足が無い幽霊はそれ以前にもありましたが(出版年不明ですが、1672年におこった事件を描いた「死霊解脱物語聞書」の挿絵には足の無い幽霊が描かれています)掛け軸に観賞用に足の無い幽霊画を初めて描いたのは、円山応挙と言われています。
彼は1733年(享保18年)丹波に生まれました。狩野派に入門し、その『型』を習得しますが、その後本草学に精通していた円満院門跡の祐常門戸と出会い、『写生』に重きを置いていきます。
本草学では草花を図鑑に載せる為に正確に描き取ります。
お花見の回で、国立国会図書館デジタルコレクションに収録されている『梅園草木花譜』をおススメしたのですが、これ、筆で描いたの??と驚くほど精巧に描かれていて惚れ惚れしてしまいます。

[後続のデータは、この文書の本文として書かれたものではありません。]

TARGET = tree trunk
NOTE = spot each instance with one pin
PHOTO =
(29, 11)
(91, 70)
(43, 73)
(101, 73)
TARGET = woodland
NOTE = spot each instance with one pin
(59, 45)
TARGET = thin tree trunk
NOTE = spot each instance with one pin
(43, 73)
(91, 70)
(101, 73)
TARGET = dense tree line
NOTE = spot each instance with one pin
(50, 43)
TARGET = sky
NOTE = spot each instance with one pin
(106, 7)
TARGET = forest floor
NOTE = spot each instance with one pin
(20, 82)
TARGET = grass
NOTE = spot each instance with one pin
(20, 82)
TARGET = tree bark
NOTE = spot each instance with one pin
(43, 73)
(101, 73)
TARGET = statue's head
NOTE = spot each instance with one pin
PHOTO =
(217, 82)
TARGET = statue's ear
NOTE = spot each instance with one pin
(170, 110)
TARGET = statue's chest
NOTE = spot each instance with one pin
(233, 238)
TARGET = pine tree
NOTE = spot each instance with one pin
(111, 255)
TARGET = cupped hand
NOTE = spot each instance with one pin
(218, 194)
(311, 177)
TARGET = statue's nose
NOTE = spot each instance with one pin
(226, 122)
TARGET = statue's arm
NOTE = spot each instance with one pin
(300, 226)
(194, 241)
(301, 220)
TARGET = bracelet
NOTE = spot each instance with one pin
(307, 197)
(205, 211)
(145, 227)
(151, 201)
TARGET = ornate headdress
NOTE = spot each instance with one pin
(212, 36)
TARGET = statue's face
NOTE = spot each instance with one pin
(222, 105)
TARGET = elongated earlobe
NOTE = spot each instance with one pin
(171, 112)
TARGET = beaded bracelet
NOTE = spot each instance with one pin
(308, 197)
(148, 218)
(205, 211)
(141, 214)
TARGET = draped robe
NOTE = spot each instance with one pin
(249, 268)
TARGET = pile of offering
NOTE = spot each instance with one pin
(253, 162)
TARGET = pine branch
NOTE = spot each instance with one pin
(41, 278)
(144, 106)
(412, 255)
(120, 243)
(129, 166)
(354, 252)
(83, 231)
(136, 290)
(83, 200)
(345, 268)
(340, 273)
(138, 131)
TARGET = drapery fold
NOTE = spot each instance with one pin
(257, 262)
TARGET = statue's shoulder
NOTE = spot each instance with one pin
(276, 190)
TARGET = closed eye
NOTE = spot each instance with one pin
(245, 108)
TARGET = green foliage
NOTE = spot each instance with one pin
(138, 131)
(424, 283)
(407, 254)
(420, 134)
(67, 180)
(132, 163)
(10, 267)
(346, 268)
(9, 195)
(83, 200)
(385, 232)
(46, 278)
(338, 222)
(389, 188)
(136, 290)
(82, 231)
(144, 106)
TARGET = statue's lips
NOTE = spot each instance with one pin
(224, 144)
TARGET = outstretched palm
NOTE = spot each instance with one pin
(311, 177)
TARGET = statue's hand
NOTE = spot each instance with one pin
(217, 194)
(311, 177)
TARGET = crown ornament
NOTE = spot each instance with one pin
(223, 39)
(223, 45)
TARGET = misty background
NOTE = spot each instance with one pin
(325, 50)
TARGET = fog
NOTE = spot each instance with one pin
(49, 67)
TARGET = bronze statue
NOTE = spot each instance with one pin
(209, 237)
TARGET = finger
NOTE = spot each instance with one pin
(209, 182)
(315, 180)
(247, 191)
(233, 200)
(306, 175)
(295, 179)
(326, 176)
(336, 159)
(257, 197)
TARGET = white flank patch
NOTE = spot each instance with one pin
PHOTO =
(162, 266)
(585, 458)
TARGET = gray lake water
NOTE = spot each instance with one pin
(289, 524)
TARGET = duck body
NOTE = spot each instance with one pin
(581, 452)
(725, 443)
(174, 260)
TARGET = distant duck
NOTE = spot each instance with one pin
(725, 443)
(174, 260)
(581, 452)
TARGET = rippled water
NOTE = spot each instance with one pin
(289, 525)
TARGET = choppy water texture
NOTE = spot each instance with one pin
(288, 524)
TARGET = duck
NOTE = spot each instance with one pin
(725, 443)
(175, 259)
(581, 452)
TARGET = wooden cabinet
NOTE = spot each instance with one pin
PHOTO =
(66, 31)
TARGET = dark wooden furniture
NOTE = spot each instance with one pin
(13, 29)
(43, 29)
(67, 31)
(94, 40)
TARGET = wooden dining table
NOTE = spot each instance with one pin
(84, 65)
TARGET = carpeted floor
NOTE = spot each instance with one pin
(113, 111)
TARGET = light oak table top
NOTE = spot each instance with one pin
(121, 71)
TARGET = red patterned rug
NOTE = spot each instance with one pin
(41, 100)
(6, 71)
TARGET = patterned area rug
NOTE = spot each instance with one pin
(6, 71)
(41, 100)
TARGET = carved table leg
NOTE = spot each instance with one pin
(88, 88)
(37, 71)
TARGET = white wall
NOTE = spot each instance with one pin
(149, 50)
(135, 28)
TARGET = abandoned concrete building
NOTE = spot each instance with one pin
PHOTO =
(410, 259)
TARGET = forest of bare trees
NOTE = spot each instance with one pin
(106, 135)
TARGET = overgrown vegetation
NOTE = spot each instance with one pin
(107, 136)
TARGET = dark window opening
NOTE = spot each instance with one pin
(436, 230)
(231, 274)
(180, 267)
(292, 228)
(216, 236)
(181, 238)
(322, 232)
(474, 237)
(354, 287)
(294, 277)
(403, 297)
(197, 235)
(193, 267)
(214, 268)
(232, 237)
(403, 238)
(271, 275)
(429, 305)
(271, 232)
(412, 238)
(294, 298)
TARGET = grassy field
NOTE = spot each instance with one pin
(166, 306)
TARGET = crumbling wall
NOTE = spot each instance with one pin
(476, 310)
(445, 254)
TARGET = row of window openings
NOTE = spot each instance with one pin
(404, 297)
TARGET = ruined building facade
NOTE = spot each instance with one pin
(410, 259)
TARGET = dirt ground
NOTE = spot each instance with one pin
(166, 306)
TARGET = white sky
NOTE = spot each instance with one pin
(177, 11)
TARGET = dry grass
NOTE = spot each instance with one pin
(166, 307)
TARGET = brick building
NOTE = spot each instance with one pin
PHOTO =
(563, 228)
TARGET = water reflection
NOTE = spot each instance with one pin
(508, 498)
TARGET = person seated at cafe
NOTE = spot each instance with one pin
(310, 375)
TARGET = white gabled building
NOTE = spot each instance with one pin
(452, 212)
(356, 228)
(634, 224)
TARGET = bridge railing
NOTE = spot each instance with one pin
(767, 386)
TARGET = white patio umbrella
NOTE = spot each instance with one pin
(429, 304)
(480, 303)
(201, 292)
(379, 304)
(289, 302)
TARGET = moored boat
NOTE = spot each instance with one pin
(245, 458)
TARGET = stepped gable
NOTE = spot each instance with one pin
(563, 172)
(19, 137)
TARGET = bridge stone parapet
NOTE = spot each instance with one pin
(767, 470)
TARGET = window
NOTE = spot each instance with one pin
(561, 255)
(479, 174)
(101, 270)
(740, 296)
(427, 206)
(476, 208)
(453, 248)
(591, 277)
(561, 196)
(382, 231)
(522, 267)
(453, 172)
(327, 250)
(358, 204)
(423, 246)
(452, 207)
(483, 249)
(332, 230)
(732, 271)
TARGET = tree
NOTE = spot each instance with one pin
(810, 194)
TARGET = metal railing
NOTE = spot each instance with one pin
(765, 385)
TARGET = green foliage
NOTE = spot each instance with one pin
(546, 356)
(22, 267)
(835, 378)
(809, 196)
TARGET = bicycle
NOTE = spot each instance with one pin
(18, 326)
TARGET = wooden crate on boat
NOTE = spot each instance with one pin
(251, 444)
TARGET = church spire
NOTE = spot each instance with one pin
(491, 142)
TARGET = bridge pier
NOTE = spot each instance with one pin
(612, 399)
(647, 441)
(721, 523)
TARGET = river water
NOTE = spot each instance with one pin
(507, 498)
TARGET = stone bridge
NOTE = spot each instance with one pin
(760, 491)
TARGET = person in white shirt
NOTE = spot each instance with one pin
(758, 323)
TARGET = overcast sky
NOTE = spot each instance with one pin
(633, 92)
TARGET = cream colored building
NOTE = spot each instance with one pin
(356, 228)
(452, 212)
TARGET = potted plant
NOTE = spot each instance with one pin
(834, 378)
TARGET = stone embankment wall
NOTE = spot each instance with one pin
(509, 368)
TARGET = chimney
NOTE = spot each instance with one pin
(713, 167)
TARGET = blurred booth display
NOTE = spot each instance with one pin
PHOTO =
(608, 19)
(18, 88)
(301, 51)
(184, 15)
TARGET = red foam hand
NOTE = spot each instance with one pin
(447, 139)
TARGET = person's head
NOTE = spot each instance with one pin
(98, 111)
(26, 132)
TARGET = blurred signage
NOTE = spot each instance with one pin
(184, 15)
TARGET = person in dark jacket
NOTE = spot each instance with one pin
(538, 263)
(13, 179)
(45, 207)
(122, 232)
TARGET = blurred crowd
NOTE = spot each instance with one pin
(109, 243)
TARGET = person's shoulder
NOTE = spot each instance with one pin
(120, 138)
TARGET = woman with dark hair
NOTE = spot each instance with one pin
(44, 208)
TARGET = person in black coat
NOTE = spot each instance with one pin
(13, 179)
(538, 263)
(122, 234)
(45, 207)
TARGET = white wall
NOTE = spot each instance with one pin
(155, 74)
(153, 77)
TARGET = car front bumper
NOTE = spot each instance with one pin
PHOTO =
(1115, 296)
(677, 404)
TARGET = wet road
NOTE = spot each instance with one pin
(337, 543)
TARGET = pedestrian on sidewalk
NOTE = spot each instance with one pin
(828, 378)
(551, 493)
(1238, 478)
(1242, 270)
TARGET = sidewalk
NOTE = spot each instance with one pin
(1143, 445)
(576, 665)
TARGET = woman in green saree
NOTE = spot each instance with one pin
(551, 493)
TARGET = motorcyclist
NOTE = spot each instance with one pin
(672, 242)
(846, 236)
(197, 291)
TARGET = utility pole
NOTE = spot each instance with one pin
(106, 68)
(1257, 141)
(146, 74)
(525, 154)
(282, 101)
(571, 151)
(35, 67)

応挙は、見たままを描くだけでなく、目に見えないはずの風を描き、模写をすれば原画を凌駕してしまう程の力量の持ち主でした。その腕もさることながら、性格も穏やか、弟子の育て方も上手く、社交的、人を好き、人に好かれた人だったと言います。
解剖学や人相学にも精通していましたので、艶やかな人物像から、七福七難の図に見られるような何とも凄惨な場面も見事に描き上げています。
美人の幽霊画だけでなく、見た者に嫌悪感を抱かせる幽霊画も描いています。体に比べ顔を大きく張り出させ、その顔は、瞳を霞のようにぼかし、口からは、あり得ない程伸びた歯がのぞいています。人体のバランスを熟知していたからこその、アンバランスが観る者に言い知れぬ恐怖を与えています。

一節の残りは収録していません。